The 75-year-old from Morton, Washington, knew there was no such thing as free money.
Ford worked most of his life as a logger: a burly, bearded, self-described “tough son-of-a-gun” who could do just about every job in the woods, from setting chokers (cables used to haul logs) to driving lumber trucks. He asked the caller to contact his daughter, who quickly realized she was talking to Dan LeBlanc, vice president of Customer Experience for TCC, a Verizon authorized retailer where Ford had bought a phone — and that it was no prank.
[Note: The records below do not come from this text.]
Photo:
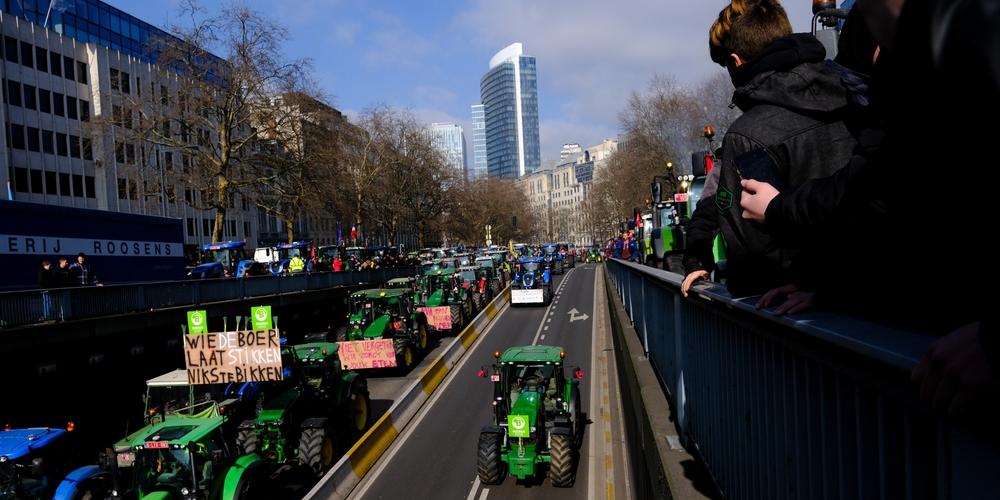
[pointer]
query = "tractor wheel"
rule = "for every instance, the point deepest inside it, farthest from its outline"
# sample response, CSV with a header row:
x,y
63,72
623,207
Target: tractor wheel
x,y
362,407
246,441
340,335
562,471
489,467
316,450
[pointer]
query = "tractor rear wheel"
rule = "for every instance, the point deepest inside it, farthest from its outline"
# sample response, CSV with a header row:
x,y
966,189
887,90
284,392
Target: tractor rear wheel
x,y
246,441
562,470
341,334
488,459
316,450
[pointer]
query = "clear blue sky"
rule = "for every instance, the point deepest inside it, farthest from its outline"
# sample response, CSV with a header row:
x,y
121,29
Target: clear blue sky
x,y
428,56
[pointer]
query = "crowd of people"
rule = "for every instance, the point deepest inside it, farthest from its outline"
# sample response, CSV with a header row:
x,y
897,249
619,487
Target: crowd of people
x,y
837,183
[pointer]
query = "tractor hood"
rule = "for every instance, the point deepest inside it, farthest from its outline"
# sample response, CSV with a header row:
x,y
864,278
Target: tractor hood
x,y
527,404
377,328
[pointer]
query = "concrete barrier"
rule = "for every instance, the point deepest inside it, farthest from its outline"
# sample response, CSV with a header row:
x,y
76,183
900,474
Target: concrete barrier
x,y
352,467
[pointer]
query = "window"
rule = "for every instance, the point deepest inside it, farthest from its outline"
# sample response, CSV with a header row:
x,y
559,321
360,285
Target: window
x,y
64,185
13,93
71,108
30,98
58,105
55,63
48,145
33,144
21,179
36,181
10,48
74,146
16,136
50,183
41,59
68,68
88,149
27,55
44,101
61,144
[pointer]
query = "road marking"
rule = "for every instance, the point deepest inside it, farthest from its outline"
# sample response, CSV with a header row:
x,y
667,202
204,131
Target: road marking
x,y
383,462
475,486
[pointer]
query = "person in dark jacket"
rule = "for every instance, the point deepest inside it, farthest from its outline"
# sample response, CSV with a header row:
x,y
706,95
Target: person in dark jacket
x,y
792,129
938,73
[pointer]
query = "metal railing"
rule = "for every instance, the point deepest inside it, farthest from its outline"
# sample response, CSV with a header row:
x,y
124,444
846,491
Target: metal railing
x,y
817,407
29,307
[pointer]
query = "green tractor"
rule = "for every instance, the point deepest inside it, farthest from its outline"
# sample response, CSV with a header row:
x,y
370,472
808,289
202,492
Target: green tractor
x,y
442,297
322,411
537,420
387,313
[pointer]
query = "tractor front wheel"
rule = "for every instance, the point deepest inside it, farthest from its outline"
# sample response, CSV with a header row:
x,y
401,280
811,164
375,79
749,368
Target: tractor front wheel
x,y
562,470
246,441
488,461
316,450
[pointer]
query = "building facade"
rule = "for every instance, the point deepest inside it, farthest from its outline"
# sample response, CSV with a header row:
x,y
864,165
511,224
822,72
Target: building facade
x,y
56,87
509,92
478,167
449,139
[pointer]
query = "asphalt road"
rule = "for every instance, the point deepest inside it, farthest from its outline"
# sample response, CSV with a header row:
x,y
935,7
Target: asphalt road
x,y
435,456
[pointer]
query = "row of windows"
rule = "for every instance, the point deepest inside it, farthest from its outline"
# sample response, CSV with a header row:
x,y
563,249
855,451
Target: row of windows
x,y
29,97
46,141
43,60
53,183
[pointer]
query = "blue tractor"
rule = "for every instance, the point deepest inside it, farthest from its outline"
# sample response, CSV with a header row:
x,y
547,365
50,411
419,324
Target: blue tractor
x,y
224,260
288,250
33,462
532,283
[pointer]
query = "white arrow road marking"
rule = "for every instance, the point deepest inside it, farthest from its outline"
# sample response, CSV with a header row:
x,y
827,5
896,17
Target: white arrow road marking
x,y
575,315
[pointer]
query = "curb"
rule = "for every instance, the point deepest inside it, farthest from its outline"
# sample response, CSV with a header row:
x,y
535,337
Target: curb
x,y
352,467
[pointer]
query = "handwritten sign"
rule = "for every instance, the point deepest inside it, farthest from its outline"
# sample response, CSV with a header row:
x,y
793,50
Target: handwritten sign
x,y
363,354
438,318
220,358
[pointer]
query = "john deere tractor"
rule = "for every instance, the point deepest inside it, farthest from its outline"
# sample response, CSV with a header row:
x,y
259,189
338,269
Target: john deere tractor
x,y
442,288
321,411
387,313
537,423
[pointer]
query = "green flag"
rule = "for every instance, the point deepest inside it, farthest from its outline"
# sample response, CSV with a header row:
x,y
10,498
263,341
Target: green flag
x,y
197,322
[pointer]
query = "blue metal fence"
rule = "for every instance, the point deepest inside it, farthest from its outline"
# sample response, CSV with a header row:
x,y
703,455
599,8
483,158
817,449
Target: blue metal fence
x,y
36,306
817,407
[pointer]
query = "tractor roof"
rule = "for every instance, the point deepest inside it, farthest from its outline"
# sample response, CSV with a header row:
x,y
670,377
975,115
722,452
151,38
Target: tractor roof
x,y
316,352
169,379
17,443
179,429
532,354
380,293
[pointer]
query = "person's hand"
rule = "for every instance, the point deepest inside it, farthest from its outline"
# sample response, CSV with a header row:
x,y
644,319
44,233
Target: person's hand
x,y
690,279
954,374
755,199
796,300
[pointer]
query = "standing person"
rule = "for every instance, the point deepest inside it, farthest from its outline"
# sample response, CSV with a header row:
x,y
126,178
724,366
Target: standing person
x,y
791,130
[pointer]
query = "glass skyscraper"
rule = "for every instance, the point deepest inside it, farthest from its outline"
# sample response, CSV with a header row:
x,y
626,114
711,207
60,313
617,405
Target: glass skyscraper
x,y
509,93
478,142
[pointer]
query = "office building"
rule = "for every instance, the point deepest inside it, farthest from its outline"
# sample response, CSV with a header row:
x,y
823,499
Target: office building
x,y
509,92
478,170
449,139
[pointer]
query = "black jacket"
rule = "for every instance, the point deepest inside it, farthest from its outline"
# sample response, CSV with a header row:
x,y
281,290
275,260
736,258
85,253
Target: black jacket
x,y
794,106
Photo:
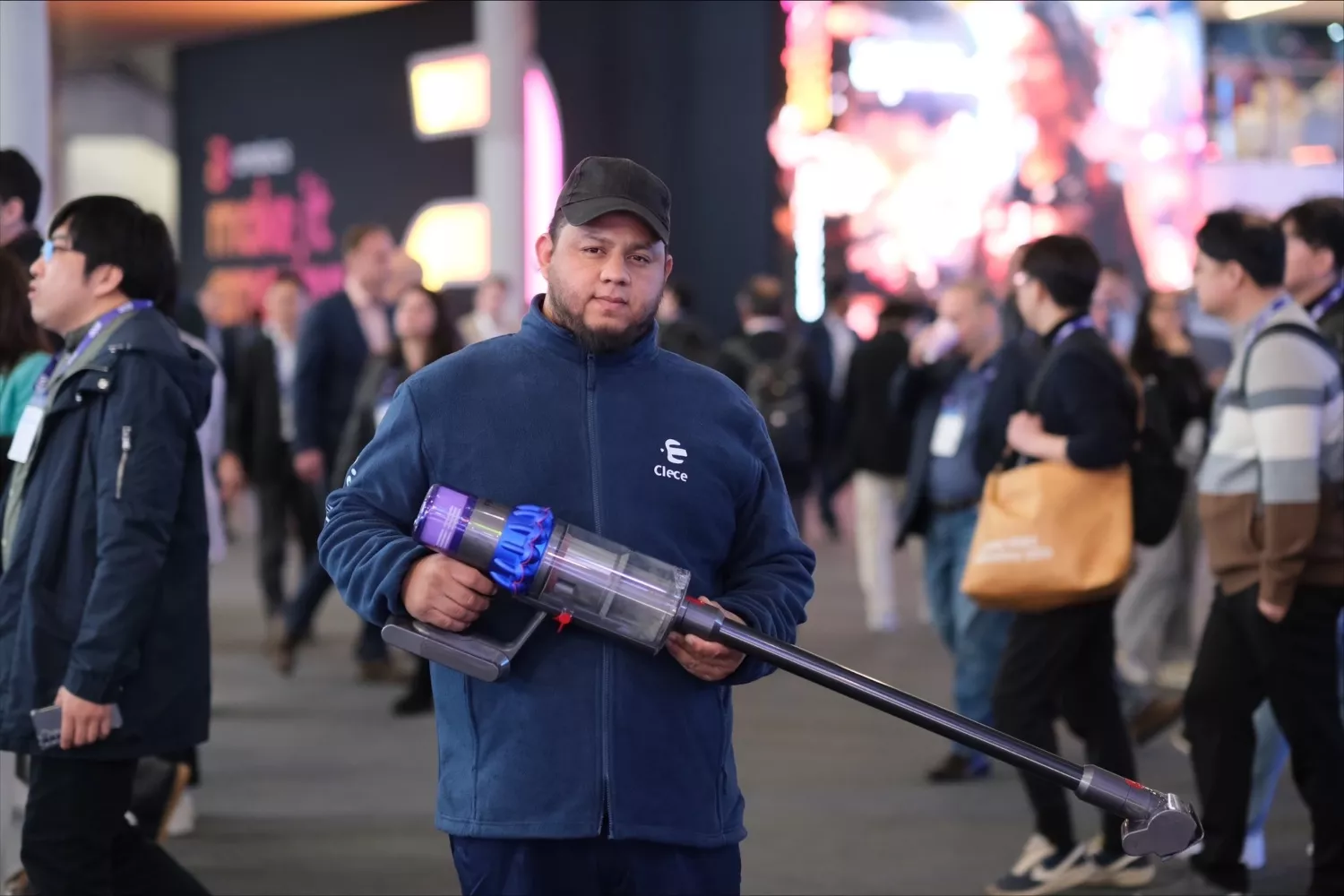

It turned out that Ford had won a contest TCC created to reward its customers and strengthen the communities where it does business. Customers across the U.S. enter by opting in to receive the company’s text messages. Every quarter, one lucky winner gets a call like the one received by Ford, who entered the contest late last year after buying a phone at a TCC store in Centralia, Washington.
The call “was a real shocker,” said Ford, but it only took a minute for him to decide that the donation would go to Fred Hutch Cancer Center.
“Where else would I want to give the money,” he asked, “other than the place that saved my life?”
What LeBlanc didn’t say — what Ford wouldn’t learn until he came to Fred Hutch to present the check — was that the contest, called Get10Give10, also included a prize for him.